2 – Análise do Artigo de Everett C. Hughes


"A coisa mais importante para toda a vida
é a escolha da profissão:
Blaise Pascal

Antes de tudo, gostaria de situar o artigo e também o autor, no que é o seu tempo e o seu espaço geográfico quando da edição do seu artigo, que nos mostram assim uma visão da sociedade e das circunstâncias, em que o artigo foi produzido, não negando de forma alguma a pertinência e a atualidade do mesmo; Falo de uma sociedade altamente influenciada pela II Guerra Mundial, do apogeu crescente dos Estados Unidos da América no Mundo e em particular na Europa, em franco desenvolvimento, tornando-se cada vez mais uma potencia económica (Plano Marshall) e uma potencia Politica e militar (onde imperou a Guerra Fria – confronto ideológico com o bloco socialista-soviético dominado pela U.R.S.S.), era também uma sociedade conservadora, onde os Estados Unidos, tinham uma política de segregação racial, tema por sinal estudado por Hughes em vários dos seus trabalhos, Hughes afirmava que os estudantes de sociologia e mesmo a maioria dos sociólogos do seu tempo eram marxistas, senão mesmo comunistas. antes da Segunda Guerra Mundial.

Antes de mais, a corrente que influenciou Everett C. Hughes, e da qual ele foi também um teórico, foi o estruturalismo simbólico da segunda geração da escola de Chicago.

As primeiras abordagens sociológica sobre as profissões e ocupações, foram fundamentalmente funcionalistas, no plano conceptual, em que entendiam a sociedade como um todo orgânico e equilibrado, em que os diversos elementos da mesma se integravam pela sua utilidade ou função.
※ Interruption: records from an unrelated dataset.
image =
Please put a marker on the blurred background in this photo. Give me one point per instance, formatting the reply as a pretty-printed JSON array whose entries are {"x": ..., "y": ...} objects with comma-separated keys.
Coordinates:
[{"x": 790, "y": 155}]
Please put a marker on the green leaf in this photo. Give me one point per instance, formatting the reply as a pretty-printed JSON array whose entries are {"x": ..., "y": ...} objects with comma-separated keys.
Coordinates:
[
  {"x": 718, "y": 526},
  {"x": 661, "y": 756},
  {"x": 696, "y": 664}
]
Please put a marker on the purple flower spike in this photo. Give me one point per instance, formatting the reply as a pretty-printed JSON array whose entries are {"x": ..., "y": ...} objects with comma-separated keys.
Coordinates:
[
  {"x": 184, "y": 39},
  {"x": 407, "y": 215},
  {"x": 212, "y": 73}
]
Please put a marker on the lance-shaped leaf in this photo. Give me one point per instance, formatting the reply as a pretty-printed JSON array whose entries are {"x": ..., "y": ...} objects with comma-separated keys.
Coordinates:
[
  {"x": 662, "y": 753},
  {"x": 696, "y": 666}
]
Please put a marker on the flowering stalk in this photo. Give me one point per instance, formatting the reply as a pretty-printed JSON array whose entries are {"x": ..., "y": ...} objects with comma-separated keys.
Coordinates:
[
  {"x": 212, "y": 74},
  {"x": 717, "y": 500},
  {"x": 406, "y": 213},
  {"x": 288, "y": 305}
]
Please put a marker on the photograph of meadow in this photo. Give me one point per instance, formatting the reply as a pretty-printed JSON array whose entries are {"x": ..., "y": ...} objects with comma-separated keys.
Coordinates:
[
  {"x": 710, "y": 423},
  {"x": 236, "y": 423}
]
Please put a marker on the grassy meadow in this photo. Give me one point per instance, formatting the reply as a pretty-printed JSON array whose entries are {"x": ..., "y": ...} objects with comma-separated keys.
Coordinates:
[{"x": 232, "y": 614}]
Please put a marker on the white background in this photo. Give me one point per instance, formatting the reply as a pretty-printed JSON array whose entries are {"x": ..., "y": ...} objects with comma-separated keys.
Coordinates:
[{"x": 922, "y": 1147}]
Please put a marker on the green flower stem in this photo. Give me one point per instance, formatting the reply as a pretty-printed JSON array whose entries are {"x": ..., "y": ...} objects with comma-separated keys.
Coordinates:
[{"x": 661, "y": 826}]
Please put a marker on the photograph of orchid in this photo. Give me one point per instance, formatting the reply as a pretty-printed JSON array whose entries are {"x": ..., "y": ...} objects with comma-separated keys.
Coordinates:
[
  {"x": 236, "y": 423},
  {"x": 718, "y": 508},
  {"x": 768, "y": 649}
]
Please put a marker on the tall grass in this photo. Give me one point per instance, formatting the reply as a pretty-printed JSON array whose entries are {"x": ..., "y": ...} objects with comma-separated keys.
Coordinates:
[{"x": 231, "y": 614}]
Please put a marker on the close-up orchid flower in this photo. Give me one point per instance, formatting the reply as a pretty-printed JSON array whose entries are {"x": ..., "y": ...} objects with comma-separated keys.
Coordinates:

Por outro lado o interaccionismo simbólico, tem uma visão diferente do processo social, em particular no aspeto da estratificação social ligado às profissões e ocupações, vendo na interação dos indivíduos e dos grupos e da dinâmica daí surgida, tendo o estudo das profissões sido abordado por quatro períodos, o primeiro dos quais fez parte Everett C, Hughes, que foi um dos primeiros sociólogos a estudar as profissões e o status a elas ligado.[9]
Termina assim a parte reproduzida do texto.